Sekolah tapi tak punya gedung, adalah hal yang membuat hati miris. Apalagi ini terjadi sejak sekolah itu berdiri. Selain SMP Negeri 60 Kota Bandung, ada tujuh sekolah lainnya di Kota Bandung dengan nasib serupa. Hal ini tentu sangat memprihatinkan. Mengingat begitu luasnya negeri ini, bisa jadi masih banyak sekolah dengan kondisi yang sama namun luput dari sorotan media.
Pemerintah Tidak Berpihak terhadap Rakyat
Jika kita telisik, amanat Pembukaan Undang-Undang Dasar 1945 menyatakan, negara bertanggungjawab mencerdaskan kehidupan bangsa. Artinya, setiap warga negara berhak mendapatkan jaminan atas pendidikan lengkap dengan sarana prasarananya. Biaya pendidikan murah agar terjangkau bagi masyarakat ekonomi kurang mampu. Namun, jika faktanya kita dapati ada sekolah tanpa gedung, maka patut dipertanyakan, "Apakah negara telah menjalankan amanah pembukaan UUD 1945 tersebut, yang tidak sedikit kita jumpai di lapangan hari ini ?
Ketua DPR RI, Puan Maharani mengatakan bahwa pendidikan adalah investasi masa depan bangsa dan penentu kemajuan negara. Dengan pendidikan dapat diperoleh SDM yang luar biasa. Dalam hal ini, konsekuensinya adalah pemerintah perlu menganggarkan dana besar untuk pembiayaan pendidikan. Sayangnya, dalam penerapan sistem pengelolaan kenegaraan hari ini, negara tidak sepenuhnya berpihak kepada rakyat. Jargon sekolah didirikan untuk rakyat, namun faktanya jauh dari harapan rakyat.
Negara memang sudah mengalokasikan anggaran untuk pendidikan, bahkan dalam lima tahun terakhir mengalami kenaikan. Sayangnya, anggaran yang besar tidak terserap dengan baik, dan tidak menjadi solusi bagi permasalahan pendidikan. Kecilnya gaji guru serta minimnya pengadaan prasarana belajar mengajar di negeri ini masih saja terjadi. Maka jelas, anggaran yang besar tidak mengindikasikan baiknya sistem pendidikan.

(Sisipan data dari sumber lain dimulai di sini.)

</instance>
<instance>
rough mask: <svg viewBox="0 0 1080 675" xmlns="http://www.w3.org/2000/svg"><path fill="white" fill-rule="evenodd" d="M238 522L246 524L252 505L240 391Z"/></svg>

Bisa jadi karena salah kelola, atau dana yang ada malah berpotensi menjadi ajang korupsi.
Begitulah pendidikan dalam sistem yang paradigma berpikir pemimpinnya bukan untuk mengurusi kebutuhan hidup rakyat. Masalah sarana dan prasarana saja tidak terselesaikan bertahun-tahun lamanya. Negara menggunakan standar untung rugi dan tidak memandang pentingnya SDM unggul sebagai wujud keberhasilan pendidikan. Lantas, bagaimana nasib pendidikan berikut nasib generasinya jika negara abai seperti ini? Akankah menjadi generasi emas di dua puluh lima tahun mendatang?
Pendidikan Menurut Pandangan Islam
Dalam paradigma Islam, pendidikan merupakan kebutuhan pokok rakyat. Negara berkewajiban penuh dalam pengadaan semua kebutuhan di sektor pendidikan, baik sarana maupun prasarananya. Oleh karenanya, negara akan memfasilitasi dengan anggaran yang bersifat mutlak. Dananya bersumber dari Baitulmal. Untuk melaksanakan perannya sebagai ra'in bagi rakyatnya, maka negara melayani dengan cara terbaik, sesuai tuntunan syara. Rasulullah ﷺ bersabda, “Seorang imam (khalifah/kepala negara) adalah pemelihara dan pengatur urusan rakyat, dan ia akan dimintai pertanggungjawaban atas urusan rakyatnya.” (HR Bukhari dan Muslim).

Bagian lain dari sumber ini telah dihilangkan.